The life changing bombshell of a CANCER DIAGNOSIS affects people in different ways. Just as everyone's journey is different, the initial processing of such a seismic analysis of the prospects of you living any longer (nothing gets sugar coated in that tiny room) leaves you in a world so empty.
Time flashes by, your life is catapulted into focus like never before. I feel like one of the lucky ones, although my Prostate Cancer is locally advanced, metastasis , although always knocking loudly on my prostate door, never entered the building. But that doesn't mean it never will.
I didn't have a 'lightbulb moment', there's thousands of cancer folk championing the need to get checked, ladies and men in a much worse position with me: all fabulous advocates of wellbeing.
I was diagnosed in May 2018, and having had a history of depression, something inside me said I didn't want my adorable family to worry about me, as they had, especially in the previous five years.
It was almost like a default mechanism took over (lots of cancer people will tell you this), I became strong, right there right then.
I decided that I would put my heart and soul into giving my body the best chance of survival.

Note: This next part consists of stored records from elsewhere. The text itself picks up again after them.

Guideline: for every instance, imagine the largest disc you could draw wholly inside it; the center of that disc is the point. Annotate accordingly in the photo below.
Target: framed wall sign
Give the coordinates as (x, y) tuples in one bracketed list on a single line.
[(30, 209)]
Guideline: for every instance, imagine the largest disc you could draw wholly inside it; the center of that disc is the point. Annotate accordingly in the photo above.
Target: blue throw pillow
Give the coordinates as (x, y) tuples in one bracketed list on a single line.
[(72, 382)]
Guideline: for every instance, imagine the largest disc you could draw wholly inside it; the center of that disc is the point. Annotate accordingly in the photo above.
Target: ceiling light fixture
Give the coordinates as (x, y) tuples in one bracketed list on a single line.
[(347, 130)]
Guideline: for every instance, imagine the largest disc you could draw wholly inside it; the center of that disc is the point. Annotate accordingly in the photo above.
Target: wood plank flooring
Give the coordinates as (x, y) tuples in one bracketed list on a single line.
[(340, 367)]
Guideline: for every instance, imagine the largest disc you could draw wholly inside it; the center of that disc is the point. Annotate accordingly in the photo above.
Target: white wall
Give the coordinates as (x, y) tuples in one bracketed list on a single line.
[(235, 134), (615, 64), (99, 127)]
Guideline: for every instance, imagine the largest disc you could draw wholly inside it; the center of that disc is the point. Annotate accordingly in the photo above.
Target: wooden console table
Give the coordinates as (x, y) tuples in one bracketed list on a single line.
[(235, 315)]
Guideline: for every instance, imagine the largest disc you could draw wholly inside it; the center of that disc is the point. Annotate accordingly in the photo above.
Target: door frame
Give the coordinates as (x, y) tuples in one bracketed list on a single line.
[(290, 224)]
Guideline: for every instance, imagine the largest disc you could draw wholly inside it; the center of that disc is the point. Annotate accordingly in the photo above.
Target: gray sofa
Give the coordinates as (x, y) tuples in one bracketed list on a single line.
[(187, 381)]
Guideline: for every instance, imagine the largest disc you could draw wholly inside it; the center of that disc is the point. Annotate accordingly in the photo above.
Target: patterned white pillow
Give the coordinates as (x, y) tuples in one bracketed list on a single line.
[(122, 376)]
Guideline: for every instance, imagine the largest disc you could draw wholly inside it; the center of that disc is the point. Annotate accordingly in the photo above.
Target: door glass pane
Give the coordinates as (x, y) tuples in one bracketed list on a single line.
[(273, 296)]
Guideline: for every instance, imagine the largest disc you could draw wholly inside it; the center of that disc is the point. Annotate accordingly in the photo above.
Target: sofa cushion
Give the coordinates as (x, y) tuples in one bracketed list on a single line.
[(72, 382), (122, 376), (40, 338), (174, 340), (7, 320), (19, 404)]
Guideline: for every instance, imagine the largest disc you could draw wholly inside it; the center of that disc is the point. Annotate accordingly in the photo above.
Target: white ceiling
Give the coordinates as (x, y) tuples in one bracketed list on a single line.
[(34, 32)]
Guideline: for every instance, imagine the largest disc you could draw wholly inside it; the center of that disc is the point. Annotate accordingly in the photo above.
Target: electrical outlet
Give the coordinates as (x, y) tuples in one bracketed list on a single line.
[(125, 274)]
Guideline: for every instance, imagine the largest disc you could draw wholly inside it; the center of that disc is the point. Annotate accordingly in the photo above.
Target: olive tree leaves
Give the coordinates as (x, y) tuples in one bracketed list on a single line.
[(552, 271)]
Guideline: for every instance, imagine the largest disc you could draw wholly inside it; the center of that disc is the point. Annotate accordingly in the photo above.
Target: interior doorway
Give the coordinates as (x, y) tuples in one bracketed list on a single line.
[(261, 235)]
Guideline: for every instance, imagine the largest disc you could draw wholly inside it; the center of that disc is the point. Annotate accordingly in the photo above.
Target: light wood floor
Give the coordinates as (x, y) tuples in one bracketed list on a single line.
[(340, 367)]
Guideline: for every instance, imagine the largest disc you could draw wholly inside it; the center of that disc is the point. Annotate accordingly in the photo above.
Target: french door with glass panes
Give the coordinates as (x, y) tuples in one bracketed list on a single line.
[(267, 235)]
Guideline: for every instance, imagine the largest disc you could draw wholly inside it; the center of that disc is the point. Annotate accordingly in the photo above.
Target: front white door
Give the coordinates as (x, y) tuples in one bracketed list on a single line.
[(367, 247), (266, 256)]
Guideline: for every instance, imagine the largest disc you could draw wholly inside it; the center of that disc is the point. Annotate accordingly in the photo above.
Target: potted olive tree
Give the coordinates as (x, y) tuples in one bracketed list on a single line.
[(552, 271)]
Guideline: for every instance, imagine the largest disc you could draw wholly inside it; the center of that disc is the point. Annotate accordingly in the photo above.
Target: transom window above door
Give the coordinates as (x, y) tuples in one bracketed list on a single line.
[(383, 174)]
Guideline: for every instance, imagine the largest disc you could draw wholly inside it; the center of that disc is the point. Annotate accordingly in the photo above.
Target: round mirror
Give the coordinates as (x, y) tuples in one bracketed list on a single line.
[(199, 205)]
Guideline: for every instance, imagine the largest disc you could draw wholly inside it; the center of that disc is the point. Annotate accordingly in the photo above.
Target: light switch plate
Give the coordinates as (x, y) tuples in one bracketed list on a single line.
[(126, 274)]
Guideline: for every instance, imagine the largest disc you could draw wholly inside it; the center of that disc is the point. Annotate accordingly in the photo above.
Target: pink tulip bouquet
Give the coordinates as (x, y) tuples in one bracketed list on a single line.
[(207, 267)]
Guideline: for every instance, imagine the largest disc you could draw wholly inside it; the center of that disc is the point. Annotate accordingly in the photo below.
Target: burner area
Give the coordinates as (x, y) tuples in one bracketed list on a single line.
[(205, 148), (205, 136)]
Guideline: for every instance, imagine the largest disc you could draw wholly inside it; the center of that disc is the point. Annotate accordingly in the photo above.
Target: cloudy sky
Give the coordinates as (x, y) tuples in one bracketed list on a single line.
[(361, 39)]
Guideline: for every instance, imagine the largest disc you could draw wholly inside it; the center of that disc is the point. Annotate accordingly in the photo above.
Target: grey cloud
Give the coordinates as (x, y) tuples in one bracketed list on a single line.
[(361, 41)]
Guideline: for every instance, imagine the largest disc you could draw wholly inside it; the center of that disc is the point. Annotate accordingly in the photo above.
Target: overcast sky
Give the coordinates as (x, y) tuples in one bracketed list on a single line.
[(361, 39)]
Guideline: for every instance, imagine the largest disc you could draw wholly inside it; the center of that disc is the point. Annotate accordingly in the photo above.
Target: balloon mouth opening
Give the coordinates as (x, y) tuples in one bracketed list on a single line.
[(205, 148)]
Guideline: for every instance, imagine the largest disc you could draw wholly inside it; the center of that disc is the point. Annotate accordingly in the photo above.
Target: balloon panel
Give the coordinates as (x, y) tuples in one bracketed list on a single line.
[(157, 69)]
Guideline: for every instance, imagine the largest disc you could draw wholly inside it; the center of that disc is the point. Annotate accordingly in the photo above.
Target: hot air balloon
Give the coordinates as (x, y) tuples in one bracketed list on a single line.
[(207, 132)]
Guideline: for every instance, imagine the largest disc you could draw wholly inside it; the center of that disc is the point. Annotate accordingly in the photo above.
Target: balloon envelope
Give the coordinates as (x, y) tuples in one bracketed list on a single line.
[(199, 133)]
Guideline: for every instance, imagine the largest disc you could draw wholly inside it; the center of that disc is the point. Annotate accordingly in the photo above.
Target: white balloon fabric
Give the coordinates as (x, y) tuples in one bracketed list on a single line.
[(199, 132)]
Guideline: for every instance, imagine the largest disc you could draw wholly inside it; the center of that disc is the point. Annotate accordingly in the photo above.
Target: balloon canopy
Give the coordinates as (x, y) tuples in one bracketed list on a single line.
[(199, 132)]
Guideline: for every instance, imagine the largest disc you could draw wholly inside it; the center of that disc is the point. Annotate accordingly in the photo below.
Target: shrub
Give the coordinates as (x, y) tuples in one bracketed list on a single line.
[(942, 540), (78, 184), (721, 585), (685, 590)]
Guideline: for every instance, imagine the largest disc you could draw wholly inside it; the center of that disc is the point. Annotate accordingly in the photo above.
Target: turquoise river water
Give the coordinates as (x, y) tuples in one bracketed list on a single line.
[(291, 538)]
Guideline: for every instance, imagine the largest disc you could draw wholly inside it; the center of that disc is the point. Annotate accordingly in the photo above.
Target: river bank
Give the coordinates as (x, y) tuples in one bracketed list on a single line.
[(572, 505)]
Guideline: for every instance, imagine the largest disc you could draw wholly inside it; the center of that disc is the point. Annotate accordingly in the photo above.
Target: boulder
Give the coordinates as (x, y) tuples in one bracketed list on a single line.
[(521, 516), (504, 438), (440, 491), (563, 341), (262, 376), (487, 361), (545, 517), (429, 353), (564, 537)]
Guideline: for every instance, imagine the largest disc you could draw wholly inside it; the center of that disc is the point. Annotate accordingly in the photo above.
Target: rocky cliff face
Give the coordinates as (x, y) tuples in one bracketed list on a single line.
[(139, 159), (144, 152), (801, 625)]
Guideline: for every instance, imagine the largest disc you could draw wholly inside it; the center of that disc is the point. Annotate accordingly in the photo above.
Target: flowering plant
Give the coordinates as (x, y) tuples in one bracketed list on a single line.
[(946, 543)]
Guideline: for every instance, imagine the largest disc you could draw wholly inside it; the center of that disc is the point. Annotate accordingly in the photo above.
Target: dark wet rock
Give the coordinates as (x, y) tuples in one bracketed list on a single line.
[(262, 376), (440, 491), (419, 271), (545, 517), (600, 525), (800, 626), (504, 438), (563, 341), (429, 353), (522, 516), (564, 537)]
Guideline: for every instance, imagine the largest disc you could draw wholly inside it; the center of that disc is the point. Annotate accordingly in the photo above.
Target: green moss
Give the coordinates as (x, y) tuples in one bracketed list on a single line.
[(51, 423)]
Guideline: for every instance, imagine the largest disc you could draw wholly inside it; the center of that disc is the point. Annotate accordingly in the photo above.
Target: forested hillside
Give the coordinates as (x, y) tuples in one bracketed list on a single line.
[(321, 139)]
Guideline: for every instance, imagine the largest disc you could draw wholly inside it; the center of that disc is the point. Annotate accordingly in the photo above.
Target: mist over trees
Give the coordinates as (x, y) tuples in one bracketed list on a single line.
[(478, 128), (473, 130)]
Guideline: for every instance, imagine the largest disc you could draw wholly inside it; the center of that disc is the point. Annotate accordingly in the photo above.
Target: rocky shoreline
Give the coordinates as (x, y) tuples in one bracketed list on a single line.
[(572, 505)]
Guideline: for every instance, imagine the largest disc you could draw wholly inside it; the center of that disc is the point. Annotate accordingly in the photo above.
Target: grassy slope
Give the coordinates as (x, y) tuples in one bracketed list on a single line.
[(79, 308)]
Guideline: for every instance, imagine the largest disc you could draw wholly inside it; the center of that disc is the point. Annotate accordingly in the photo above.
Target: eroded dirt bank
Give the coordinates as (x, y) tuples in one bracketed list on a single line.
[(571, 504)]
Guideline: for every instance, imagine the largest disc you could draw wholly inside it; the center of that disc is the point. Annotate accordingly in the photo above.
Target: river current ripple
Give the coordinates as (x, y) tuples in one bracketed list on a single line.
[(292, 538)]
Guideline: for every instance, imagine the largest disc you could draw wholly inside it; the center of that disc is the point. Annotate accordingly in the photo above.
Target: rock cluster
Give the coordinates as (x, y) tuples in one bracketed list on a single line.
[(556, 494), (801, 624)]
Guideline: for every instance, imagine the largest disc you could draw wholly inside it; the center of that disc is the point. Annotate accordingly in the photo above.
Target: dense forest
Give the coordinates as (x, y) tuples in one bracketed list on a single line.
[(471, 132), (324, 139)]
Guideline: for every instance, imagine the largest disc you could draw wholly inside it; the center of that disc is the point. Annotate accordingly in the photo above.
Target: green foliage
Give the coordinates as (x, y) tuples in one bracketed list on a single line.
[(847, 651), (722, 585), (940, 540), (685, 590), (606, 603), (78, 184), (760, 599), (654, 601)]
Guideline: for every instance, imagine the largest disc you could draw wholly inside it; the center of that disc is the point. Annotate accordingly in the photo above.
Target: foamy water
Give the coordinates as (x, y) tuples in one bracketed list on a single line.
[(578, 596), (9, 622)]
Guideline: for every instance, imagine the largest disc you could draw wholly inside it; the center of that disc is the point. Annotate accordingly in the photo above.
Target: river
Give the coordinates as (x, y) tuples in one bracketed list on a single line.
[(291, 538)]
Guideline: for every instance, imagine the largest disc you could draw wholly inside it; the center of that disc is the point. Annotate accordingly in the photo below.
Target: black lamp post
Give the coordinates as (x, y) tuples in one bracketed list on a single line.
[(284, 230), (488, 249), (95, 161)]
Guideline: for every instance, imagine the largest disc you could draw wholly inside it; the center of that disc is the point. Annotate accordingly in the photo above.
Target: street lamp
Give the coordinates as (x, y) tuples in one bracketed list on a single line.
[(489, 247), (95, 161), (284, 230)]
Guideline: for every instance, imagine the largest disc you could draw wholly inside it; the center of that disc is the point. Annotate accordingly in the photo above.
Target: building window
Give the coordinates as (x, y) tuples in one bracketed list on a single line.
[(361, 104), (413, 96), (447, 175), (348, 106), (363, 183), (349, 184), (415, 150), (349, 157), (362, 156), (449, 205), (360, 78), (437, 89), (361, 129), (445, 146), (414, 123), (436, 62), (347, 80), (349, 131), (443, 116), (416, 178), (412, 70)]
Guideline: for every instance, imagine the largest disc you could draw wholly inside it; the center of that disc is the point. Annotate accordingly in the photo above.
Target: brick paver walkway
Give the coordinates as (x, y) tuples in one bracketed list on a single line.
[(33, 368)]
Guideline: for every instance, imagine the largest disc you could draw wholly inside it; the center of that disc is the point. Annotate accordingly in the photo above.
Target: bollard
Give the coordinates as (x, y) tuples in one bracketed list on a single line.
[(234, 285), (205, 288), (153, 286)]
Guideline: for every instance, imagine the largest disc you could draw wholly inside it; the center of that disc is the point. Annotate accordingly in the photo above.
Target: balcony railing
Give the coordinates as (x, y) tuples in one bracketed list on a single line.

I was already 'fairly fit' (57 then) but I knew I needed more, more stamina, more strength, AND more research.
I read up for endless hours on nutrition, cancer treatments, side effects and decided to dedicate myself to the illness, NEVER seeing it a battle against the illness, but working with it and trying to keep my mind strong.
Chemo Cookery was born, I started devising recipes, taking photos, and when I had finished learning for the day, I learnt some more and then some. I'll never stop.